Will the music you've been playing with Brazilian guitarist Toninho Horta become a recording at some point? We are discussing that, but for now it is just a tour with a week at the Village Vanguard, gigs in Japan, and a few West Coast dates. I have been a fan of Toninho for years. My manager Anders suggested that we work together. In some ways, what Toninho does has parallels to my music. He also sings along with his playing, but in a different way than I do. I love what he does. We've been playing tunes by Milton Nascimento, some of Toninho's, and some of mine.

Since you and your family now live in Switzerland, do you feel a little removed from the New York jazz scene? I felt like getting out of New York after living there for 13 years. My wife is Swiss. We came back and forth for a while when she was in school, but I wanted new information in my overall life scene, and I just decided to move. First Rebecca and I moved to Zurich, and our older son Silas was born there, he's now two years old. Our second son, Ezra, was born last June. Now we live in Lucerne, and I teach at a music school there a few days a week when I'm in town. The schedule is very flexible so that I can do my tours. We have a garden, and everything is very peaceful there, with the view of the mountains. When I'm home, I become a recluse. When I come back to New York, I get an influx of energy.

I understand that you have now left the Verve record label. Verve was great for me. They helped me get established and build an audience, and I'm proud of the four albums I made for them. I'm independent now. My manager Anders and I are starting a new label. This time, I'm going to make all the money. The first release will be a live album I recorded last January with my quintet at the Village Vanguard. That will be released in March of 2007. We will have a distributor to get the CD into the stores, and it will be available through iTunes. We are taking care to launch the whole thing correctly.
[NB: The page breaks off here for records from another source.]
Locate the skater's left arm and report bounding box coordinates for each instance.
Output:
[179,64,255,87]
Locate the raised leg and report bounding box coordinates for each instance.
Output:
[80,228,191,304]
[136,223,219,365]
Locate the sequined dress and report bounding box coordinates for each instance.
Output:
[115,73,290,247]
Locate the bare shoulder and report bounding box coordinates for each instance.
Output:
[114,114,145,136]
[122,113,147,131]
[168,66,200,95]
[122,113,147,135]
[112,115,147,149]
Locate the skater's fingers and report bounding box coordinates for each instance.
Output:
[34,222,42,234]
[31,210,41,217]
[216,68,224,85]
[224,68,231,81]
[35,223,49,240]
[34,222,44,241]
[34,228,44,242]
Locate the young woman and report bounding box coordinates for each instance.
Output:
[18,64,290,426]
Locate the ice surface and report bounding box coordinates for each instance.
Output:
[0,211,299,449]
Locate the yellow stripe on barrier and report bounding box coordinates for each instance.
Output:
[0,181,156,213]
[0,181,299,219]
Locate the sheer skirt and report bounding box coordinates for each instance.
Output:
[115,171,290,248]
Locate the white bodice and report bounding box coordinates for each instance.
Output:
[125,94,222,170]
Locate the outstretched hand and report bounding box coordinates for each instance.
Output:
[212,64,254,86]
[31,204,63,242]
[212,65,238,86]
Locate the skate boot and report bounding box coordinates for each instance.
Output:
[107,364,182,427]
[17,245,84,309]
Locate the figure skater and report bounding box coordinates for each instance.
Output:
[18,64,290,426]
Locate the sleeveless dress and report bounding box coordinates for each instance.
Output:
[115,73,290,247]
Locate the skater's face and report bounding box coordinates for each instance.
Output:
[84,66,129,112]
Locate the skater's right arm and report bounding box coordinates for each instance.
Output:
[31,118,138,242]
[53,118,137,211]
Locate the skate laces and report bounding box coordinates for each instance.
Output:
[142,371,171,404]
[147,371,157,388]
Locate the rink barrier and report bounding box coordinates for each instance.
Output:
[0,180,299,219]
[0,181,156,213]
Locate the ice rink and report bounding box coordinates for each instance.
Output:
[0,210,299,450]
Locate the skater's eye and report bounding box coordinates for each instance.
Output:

I have a home studio and I'm planning to do another studio project like the Heartcore album. I enjoyed making that record; it was a huge challenge. Except for the mastering, I did it mostly myself-composing, engineering, mixing. Heartcore was very different from anything in my recorded output. I wanted to do it because I had been doing things like that my whole life. I would make tunes that were completely free in my home studio-my laboratory. Along the way, a lot of cool songs have come out that didn't fit with the music I played with my band. They were oddities.

My website will be upgraded so that I can sell downloads. I want to be able to upload songs I create in my studio that don't have anything to do with what I do live. For instance, I've recorded a rock song that's very dark. I'm singing lyrics on it and showing my David Bowie roots. I want to have an outlet for these things. I'll upload them, and people can buy them for a buck.

What else do you foresee in your future? I look forward to developing my group and making a record with Toninho Horta and making Heartcore II. I'd also like to do a solo guitar record someday and an album of the songs with lyrics that I write. I'd also like to do an orchestrated project with a larger group. Right now, though, I'm really where I want to be.